Key Points:
- Employers added 150,000 new jobs in October, but that understates the true strength of hiring as the UAW strike reduced jobs in the manufacturing sector. Jobs in that industry will jump next month when striking workers return.
- The unemployment rate rose to 3.9% in October, the highest rate since early 2022. The rising trend in the unemployment rate is worth keeping an eye on, but no one should panic yet.
- The labor market continues to cool down but there’s a bit more uncertainty than in the recent past about how quickly the temperature might drop.
Today’s jobs report is consistent with both a mild loosening of the labor market on the way to a soft landing, and potentially the beginning of a more troubling downturn. But it’s important not to overreact. Patience is the order of the day.
Payrolls are still growing at a solid clip, and the impact of thousands of striking workers likely understates the headline 150,000 jobs added in October. Wage growth continues to slow, but remains robust by pre-pandemic standards. But the household survey is starting to flash some warning signs. The unemployment rate has been steadily creeping up since the spring, and further increases from this point may begin to trip some recessionary alarm bells. Concerns over the past few months have been centered around the threat of a strengthening job market; this month’s report shows that we might want to start being more alert to the possibility of some weakness.
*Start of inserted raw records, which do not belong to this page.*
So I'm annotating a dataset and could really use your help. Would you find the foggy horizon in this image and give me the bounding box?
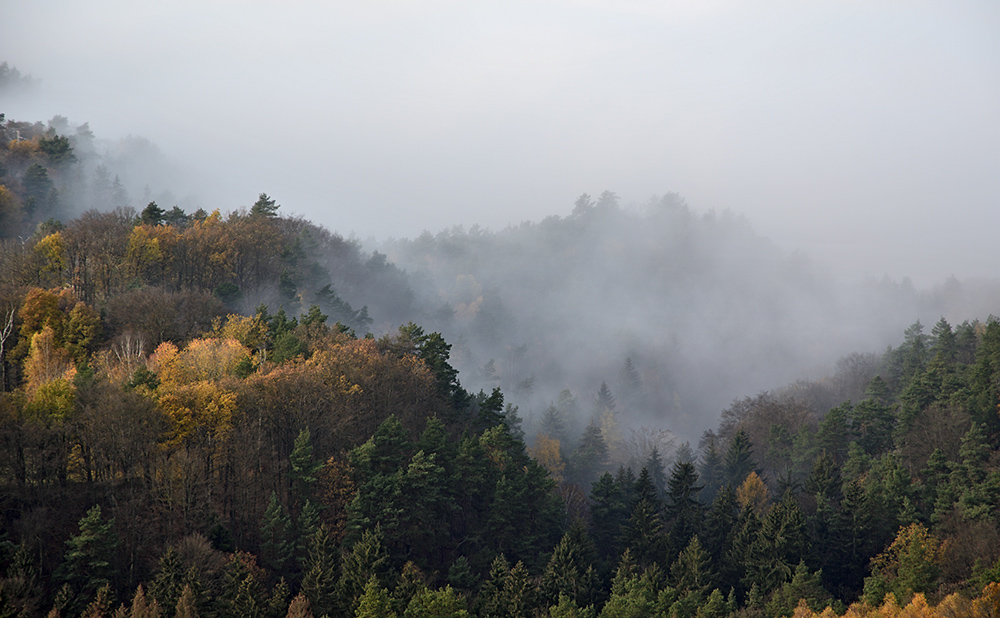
[0,1,1000,287]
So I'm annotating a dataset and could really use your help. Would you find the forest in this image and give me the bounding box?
[0,112,1000,618]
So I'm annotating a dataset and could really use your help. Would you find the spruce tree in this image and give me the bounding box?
[260,491,294,573]
[59,505,118,597]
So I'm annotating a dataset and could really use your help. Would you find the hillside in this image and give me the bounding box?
[0,113,1000,618]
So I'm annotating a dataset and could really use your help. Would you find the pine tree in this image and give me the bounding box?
[285,592,313,618]
[174,584,198,618]
[645,446,667,496]
[288,428,323,504]
[59,505,118,597]
[590,472,629,560]
[149,547,184,608]
[354,575,396,618]
[570,417,608,483]
[295,500,320,570]
[475,554,510,618]
[338,526,389,608]
[666,461,703,556]
[622,468,666,566]
[541,520,597,606]
[698,438,725,504]
[260,491,293,573]
[723,429,756,487]
[302,526,339,616]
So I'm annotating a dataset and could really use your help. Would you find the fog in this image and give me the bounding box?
[0,0,1000,285]
[0,0,1000,442]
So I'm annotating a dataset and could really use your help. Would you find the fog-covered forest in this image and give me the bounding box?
[0,97,1000,618]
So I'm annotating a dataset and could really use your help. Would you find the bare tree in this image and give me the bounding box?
[0,307,17,392]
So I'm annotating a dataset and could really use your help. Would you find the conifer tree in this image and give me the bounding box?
[149,547,184,608]
[174,584,198,618]
[260,491,293,573]
[590,472,629,560]
[666,461,703,556]
[723,429,756,487]
[59,505,118,597]
[354,575,397,618]
[302,526,339,616]
[288,428,323,504]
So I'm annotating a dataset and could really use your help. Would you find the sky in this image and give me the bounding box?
[0,0,1000,285]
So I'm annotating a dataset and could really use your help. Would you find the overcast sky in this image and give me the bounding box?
[0,0,1000,285]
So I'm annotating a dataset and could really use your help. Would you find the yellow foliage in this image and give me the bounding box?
[736,472,770,517]
[35,232,66,285]
[212,313,268,350]
[7,140,42,165]
[528,433,566,483]
[601,408,625,461]
[27,376,76,420]
[147,341,180,382]
[157,382,237,444]
[24,325,73,396]
[125,225,163,277]
[970,582,1000,618]
[150,339,250,385]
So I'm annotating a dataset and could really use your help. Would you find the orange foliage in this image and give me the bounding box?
[316,457,357,542]
[528,433,566,483]
[792,583,1000,618]
[24,326,73,395]
[150,339,250,385]
[157,382,237,445]
[736,472,770,517]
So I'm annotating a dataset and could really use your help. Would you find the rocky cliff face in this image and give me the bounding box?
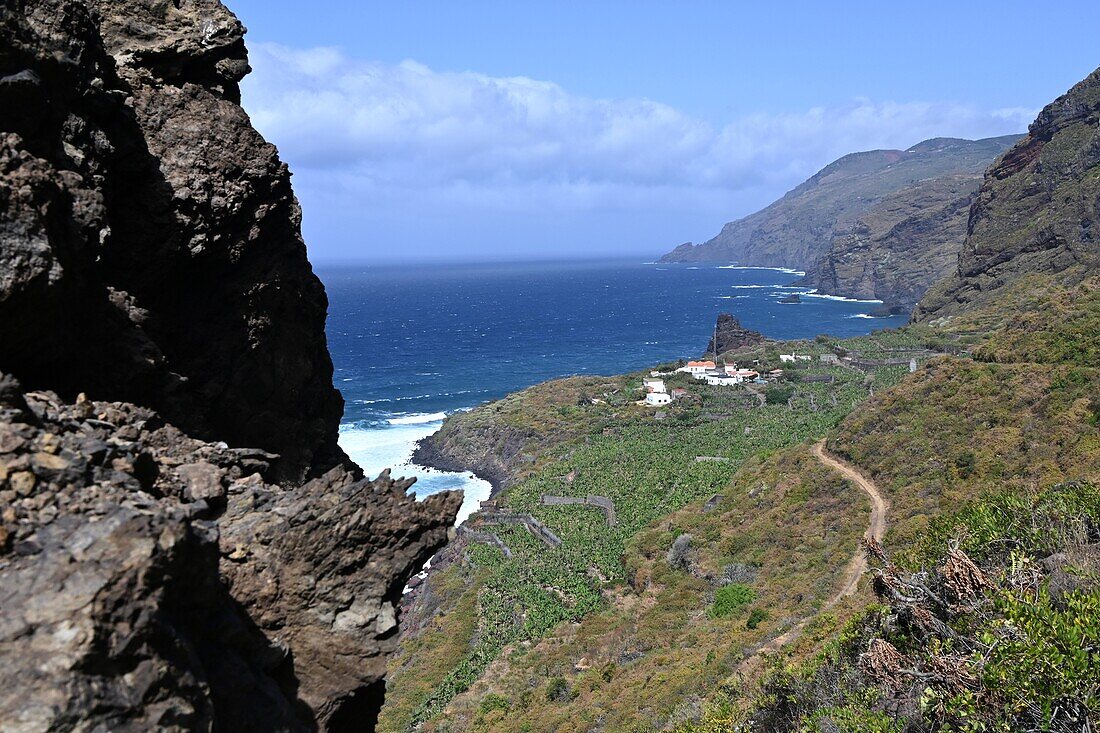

Employers are still adding jobs at a solid pace according to the payroll survey. Private sector employers added 153,000 jobs a month on average from August through October. But the underlying momentum of hiring might be even stronger than that. Adjusting for the impacts of the UAW strike by adding back the motor vehicles and parts jobs lost in October, the three-month average rises to 164,000 jobs. That’s a pace of gains well above what we need to keep up with population growth, which is around 100,000 jobs a month.
But while those gains would suggest that unemployment is holding steady, the unemployment rate crept up again. This month’s uptick can’t be waived off as a one-month aberration; it’s a trend now. The rise in unemployment is concentrated among workers who recently lost their jobs and the job finding rate of unemployed workers ticked down. Perhaps this rise is just a sign that the extraordinarily tight labor market of recent years is loosening. But continued upward momentum would be troubling, and hopefully this recent rise levels off as the labor market recovery continues.
Anyone concerned that the labor market was heating back up should be reassured. This labor market is still cooling down, with slowing payroll gains and solid if unspectacular wage growth. The recent rise in unemployment is worth monitoring, but not yet panic-worthy. The Federal Reserve is taking a “wait and see” approach with the labor market, and that view seems even more appropriate this morning.